Depending on the complexity of your product recipe, sometimes your final product might consist of several recipes all rolled up into one. A frozen pizza, for example, tends to have multiple components: the dough, marinara and seasoning blend. When you have a food product that consists of multiple recipes, it has to be handled in a specific way to make sure that all of your ingredients are accounted for and your nutrition reporting is reflected correctly on your nutrition facts panel. But how? ** SPOILER ALERT ** we’re about to show you.
Let’s continue with our frozen pizza example above. So you’re a food manufacturer of delicious frozen pizzas. You create your own dough, fresh marinara, seasoned italian sausage crumbles, and seasoning blend. But when you create your pizza dough, you aren’t making a batch for a single pizza, the batch yields 200 pizzas! And the same goes for your homemade pizza sauce, homemade sausage crumble recipe and your seasoning blend. How can you possibly break that down into a single pizza, not to mention, a single serving to be reflected on your nutrition panel for the consumer to read? Well when you’re using LabelCalc, that’s easy: you use subrecipes.
What’s a Sub-recipe?
A sub-recipe is a recipe that goes into your final recipe. So if your completed pizza is your final product or final recipe, your sub-recipes are all of the smaller recipes that contribute to making that final pizza recipe. In this example specifically, sub-recipes are going to be the dough, homemade seasoned sausage crumbles, homemade pizza sauce and seasoning blend. And these sub-recipes need to be entered into LabelCalc individually so you are able to easily plug them into your final recipe to create your nutrition panel.
Entering in a Sub-recipe
Entering a sub-recipe is simple. It is almost identical to the process of entering your final product recipe into LabelCalc. The first, and one of the most important steps, is when you first begin to enter in your sub-recipe. As seen in the photo to the left, you MUST make sure that you have “sub-recipe” selected when you begin to add it in. If you do not, it will not accurately plug into your final recipe. To begin, follow these steps:
- Login to your LabelCalc Account
- Select “Create a Recipe” from the green menu on the left side of your screen
- Select the bubble that says “subrecipe”

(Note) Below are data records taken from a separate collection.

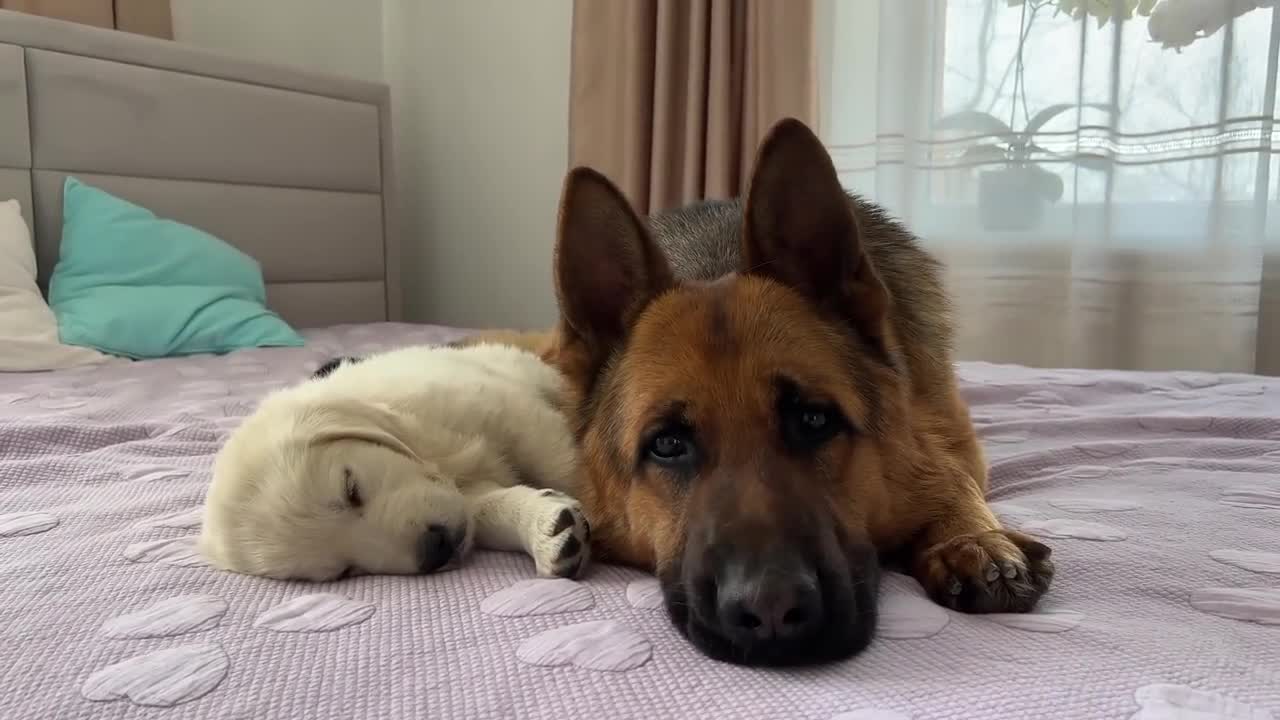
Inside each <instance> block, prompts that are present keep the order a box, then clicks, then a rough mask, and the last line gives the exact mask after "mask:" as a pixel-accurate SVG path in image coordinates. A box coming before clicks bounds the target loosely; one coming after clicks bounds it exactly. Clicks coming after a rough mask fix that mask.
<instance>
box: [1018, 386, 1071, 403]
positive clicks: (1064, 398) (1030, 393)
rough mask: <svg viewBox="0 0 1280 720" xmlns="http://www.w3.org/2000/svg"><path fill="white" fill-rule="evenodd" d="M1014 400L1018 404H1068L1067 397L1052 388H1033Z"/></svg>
mask: <svg viewBox="0 0 1280 720" xmlns="http://www.w3.org/2000/svg"><path fill="white" fill-rule="evenodd" d="M1014 402H1015V404H1018V405H1066V398H1065V397H1062V396H1061V393H1057V392H1053V391H1051V389H1033V391H1032V392H1028V393H1027V395H1024V396H1021V397H1019V398H1018V400H1015V401H1014Z"/></svg>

This step is particularly important because you want to make sure that this recipe gets added into your very own “my ingredients/subrecipes” database. Once you’ve added the recipe, you will be able to access this recipe again at any time.
The next step is just as important as the selection. In the photo, under the place where you select “subrecipe”, you’ll see empty fields that say “Enter Final Yield” , “Fraction” and “Select Measurement”. These fields need to be filled in with the amount that your recipe yields. The easiest route to go is to identify these subrecipes as “batches”. For example, if you make a large batch of pizza dough so you can make several pizzas all at once, your subrecipe is considered a “batch”. If your recipe creates a batch of 20 pizzas, then your “final yield” would be “1” and your “measurement” would be labeled as a “batch”.
Once you’ve nailed down this portion of creating a subrecipe, it’s just business as usual! Meaning you can just continue naming and entering the rest of your dough recipe as you usually would. Continue by entering in your recipe name and make any internal notes that will assist you in categorizing your menu the very best that you are able before clicking “Save and Continue”. See? Told you that was easy!
Once you’ve entered in your subrecipes, all that’s left to do is enter them into your product recipe and identify how much is used within your single product. This part takes a little bit of math, but not much. In the top right of your screen, whenever you’d like to know the weight of your subrecipe, simply take your total gram weight and divide it by the yield. The total gram weight will sit in that top left corner. For example, if the pizza dough batch weighed 10,000 grams and yielded 20 pizzas, you would simply divide 20 into that 10,000 grams. So the individual amount of dough used per pizza is about 500g. So once the dough has been applied to the final recipe, you’ll identify a 500g measurement for a single pizza’s worth of dough to be reflected in your final recipe in your nutrition panel. And there you have it!